Coulter then jumps to 1982, when she claims Justice Brennan "slipped a footnote" into an opinion, sticking us with birthright citizenship for the children of unauthorized immigrants. In fact, as James C. Ho -- who has worked for Justice Clarence Thomas, Sen. John Cornyn (R-TX) and President George W. Bush's Justice Department -- explains:
[Plyler v. Doe (1982)] construed the Fourteenth Amendment's Equal Protection Clause, which requires every State to afford equal protection of the laws "to any person within its jurisdiction." By a 5-4 vote, the Court held that Texas cannot deny free public school education to undocumented children, when it provides such education to others. But although the Court splintered over the specific question of public education, all nine justices agreed that the Equal Protection Clause protects legal and illegal aliens alike. And all nine reached that conclusion precisely because illegal aliens are "subject to the jurisdiction" of the U.S., no less than legal aliens and U.S. citizens.

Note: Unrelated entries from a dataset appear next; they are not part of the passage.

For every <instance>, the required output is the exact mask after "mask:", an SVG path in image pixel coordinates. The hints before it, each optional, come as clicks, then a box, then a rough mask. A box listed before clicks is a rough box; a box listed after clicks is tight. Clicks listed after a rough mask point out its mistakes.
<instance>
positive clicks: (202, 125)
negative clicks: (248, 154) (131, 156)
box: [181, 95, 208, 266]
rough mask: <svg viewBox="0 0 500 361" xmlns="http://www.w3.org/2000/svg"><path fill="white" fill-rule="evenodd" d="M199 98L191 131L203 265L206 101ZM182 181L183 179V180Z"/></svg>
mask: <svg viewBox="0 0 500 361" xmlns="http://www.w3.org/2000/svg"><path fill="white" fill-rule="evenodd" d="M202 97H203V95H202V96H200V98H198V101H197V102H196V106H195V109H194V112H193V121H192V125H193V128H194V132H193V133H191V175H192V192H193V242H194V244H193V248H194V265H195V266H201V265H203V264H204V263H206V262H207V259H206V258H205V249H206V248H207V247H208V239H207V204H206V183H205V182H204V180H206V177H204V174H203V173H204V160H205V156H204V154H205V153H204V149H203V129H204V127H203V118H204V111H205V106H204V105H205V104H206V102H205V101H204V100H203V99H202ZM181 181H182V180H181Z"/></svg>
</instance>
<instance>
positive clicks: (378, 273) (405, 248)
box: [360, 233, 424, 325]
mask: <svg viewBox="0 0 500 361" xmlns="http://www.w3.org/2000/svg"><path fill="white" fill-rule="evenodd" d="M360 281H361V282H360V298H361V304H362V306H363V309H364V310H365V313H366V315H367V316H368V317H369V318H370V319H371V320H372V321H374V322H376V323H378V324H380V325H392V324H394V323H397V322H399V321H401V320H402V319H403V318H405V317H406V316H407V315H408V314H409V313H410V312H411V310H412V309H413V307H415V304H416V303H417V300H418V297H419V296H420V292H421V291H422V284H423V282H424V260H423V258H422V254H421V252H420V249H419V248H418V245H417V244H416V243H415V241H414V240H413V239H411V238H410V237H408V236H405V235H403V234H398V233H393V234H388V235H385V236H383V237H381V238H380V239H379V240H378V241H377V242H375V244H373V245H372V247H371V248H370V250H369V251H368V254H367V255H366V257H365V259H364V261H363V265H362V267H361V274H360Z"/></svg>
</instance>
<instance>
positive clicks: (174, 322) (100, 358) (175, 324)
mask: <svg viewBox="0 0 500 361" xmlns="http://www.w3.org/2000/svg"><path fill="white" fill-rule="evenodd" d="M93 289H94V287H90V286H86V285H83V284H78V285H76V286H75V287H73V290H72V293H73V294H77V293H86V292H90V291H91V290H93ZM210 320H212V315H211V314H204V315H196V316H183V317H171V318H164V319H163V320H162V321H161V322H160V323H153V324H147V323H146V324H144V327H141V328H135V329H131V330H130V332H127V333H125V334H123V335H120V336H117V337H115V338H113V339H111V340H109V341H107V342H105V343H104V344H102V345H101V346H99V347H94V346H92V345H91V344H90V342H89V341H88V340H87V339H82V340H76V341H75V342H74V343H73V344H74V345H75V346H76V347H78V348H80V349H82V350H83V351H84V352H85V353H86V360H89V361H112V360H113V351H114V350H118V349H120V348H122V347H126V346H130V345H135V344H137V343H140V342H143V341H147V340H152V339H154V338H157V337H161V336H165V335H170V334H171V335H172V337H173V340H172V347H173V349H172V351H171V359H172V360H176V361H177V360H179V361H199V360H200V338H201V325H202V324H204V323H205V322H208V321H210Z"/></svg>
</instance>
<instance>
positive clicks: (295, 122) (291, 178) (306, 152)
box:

Writing for the majority, Justice Brennan explicitly rejected the contention that "persons who have entered the United States illegally are not 'within the jurisdiction' of a State even if they are present within a State's boundaries and subject to its laws. Neither our cases nor the logic of the Fourteenth Amendment supports that constricting construction of the phrase 'within its jurisdiction.'" In reaching this conclusion, Brennan invoked the Citizenship Clause and the Court's analysis in Wong Kim Ark Ark, noting that
"[e]very citizen or subject of another country, while domiciled here, is within the allegiance and the protection, and consequently subject to the jurisdiction, of the United States." ... [N]o plausible distinction with respect to Fourteenth Amendment 'jurisdiction' can be drawn between resident aliens whose entry into the United States was lawful, and resident aliens whose entry was unlawful.

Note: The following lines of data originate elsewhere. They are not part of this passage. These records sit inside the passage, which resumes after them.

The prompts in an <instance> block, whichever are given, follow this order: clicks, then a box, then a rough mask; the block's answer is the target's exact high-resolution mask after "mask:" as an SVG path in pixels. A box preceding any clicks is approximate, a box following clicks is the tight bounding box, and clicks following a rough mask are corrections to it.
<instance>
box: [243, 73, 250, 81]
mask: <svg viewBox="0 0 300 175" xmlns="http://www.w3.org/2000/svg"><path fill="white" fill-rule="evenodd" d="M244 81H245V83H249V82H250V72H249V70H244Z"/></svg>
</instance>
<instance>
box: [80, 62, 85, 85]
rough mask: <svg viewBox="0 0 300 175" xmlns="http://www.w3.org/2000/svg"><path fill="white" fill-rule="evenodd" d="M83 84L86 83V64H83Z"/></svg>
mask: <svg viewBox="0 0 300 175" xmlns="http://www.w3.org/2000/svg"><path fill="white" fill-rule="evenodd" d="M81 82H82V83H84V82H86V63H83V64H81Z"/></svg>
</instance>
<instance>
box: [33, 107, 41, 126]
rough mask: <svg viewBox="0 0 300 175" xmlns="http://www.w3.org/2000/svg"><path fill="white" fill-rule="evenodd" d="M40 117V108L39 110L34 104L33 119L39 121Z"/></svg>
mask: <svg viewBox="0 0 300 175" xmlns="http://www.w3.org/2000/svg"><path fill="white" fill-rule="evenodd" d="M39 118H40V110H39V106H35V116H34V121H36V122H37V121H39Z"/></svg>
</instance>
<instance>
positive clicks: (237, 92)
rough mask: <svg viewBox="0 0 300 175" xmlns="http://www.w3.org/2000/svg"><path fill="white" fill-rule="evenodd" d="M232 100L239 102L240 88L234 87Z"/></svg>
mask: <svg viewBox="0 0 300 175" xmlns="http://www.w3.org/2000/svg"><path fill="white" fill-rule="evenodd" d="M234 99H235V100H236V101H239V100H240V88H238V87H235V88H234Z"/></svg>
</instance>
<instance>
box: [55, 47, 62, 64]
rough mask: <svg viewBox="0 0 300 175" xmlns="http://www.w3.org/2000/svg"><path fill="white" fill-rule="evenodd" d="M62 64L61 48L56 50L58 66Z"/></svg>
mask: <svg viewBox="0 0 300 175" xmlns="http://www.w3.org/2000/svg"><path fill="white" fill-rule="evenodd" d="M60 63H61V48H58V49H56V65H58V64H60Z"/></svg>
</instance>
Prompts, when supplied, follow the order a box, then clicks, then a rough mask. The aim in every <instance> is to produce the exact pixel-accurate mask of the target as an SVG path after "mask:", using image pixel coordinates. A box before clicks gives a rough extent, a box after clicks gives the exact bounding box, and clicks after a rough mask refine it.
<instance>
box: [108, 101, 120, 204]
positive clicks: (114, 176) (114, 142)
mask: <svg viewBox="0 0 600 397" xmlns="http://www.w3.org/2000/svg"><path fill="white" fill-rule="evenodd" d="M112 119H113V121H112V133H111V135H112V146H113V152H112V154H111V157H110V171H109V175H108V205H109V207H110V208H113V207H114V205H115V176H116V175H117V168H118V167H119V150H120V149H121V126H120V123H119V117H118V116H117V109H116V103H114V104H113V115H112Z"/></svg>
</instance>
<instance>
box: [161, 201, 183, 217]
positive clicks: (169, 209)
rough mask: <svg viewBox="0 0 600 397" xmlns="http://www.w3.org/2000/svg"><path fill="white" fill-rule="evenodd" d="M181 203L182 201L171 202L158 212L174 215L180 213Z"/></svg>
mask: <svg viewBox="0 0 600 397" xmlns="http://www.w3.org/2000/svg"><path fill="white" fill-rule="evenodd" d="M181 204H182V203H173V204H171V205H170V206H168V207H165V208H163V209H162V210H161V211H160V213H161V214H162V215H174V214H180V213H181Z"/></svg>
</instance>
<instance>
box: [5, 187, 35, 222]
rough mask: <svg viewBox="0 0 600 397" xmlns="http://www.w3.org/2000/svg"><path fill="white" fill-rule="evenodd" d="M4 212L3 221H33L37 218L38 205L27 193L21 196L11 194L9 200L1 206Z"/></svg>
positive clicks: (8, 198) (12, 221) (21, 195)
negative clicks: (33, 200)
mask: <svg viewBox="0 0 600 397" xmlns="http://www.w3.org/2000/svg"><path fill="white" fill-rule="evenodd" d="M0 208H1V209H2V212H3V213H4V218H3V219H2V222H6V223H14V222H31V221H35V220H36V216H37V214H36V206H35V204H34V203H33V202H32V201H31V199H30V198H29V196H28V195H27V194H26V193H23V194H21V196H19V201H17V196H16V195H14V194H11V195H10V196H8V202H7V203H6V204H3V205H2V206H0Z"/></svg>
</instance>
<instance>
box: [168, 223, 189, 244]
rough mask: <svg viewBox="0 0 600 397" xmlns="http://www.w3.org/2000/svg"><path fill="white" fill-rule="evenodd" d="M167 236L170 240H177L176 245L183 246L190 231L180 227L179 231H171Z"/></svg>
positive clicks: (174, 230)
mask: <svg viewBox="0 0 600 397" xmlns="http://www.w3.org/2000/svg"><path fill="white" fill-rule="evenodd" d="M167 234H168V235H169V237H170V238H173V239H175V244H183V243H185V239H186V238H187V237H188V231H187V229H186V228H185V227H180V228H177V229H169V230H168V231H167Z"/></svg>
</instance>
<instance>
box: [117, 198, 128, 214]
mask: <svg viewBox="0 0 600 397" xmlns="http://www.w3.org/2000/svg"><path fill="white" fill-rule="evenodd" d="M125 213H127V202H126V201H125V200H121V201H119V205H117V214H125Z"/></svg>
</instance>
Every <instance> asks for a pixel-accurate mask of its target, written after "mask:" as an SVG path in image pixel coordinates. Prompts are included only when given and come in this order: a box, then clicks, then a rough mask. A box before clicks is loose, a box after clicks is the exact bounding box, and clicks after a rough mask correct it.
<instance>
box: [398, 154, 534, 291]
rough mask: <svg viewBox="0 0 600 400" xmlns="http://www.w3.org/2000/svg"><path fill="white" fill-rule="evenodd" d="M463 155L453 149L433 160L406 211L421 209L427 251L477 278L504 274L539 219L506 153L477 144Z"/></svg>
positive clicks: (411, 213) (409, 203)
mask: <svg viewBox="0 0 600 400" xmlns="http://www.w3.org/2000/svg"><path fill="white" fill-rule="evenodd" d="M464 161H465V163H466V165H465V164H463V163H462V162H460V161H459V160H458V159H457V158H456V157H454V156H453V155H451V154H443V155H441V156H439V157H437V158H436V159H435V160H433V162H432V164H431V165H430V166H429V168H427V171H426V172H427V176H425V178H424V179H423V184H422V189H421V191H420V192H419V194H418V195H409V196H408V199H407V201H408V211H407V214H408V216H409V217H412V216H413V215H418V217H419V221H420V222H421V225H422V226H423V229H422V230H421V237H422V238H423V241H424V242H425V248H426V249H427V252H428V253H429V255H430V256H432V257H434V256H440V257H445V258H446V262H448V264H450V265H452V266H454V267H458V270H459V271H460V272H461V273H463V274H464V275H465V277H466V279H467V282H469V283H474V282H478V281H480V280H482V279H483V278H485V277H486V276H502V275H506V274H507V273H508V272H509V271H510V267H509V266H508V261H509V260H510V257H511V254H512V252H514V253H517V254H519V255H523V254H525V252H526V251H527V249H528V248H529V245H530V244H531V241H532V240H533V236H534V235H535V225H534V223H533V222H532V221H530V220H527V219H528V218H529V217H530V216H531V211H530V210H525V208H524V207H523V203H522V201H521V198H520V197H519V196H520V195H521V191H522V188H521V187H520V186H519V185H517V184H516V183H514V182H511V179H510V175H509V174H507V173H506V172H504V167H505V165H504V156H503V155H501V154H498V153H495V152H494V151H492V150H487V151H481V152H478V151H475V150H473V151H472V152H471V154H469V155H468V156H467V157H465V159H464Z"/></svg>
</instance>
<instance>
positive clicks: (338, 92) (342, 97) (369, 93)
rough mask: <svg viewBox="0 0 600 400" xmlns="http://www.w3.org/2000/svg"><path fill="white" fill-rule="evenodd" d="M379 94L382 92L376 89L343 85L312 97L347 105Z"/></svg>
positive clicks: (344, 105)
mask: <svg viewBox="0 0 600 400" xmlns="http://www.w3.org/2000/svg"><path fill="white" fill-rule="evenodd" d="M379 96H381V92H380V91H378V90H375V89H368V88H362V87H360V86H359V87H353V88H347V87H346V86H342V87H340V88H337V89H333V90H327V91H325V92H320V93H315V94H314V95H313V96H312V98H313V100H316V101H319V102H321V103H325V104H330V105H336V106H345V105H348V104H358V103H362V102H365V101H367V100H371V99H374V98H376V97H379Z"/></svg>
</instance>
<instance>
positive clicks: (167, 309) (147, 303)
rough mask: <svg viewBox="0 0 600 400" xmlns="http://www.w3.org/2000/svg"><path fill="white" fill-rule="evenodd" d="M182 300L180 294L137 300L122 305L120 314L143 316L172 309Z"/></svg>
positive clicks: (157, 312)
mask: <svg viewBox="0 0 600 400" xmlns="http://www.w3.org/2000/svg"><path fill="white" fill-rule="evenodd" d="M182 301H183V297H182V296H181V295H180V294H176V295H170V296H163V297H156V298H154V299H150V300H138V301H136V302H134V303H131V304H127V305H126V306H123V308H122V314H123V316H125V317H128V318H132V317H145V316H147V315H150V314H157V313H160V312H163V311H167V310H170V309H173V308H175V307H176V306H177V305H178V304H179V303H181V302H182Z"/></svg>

The four dissenting justices - Chief Justice Burger, joined by Justices White, Rehnquist, and O'Connor - rejected Brennan's application of equal protection to the case at hand. But they pointedly expressed "no quarrel" with his threshold determination that "the Fourteenth Amendment applies to aliens who, after their illegal entry into this country, are indeed physically 'within the jurisdiction' of a state." [emphasis added]
Law professor Bill Ong Hing reportedly said in response to Coulter's claims: "She's basically making a straw argument and saying the footnote's the problem, not the Fourteenth Amendment. But it's the Fourteenth Amendment that's her problem, not Plyler."
Take it up with the Constitution, Coulter.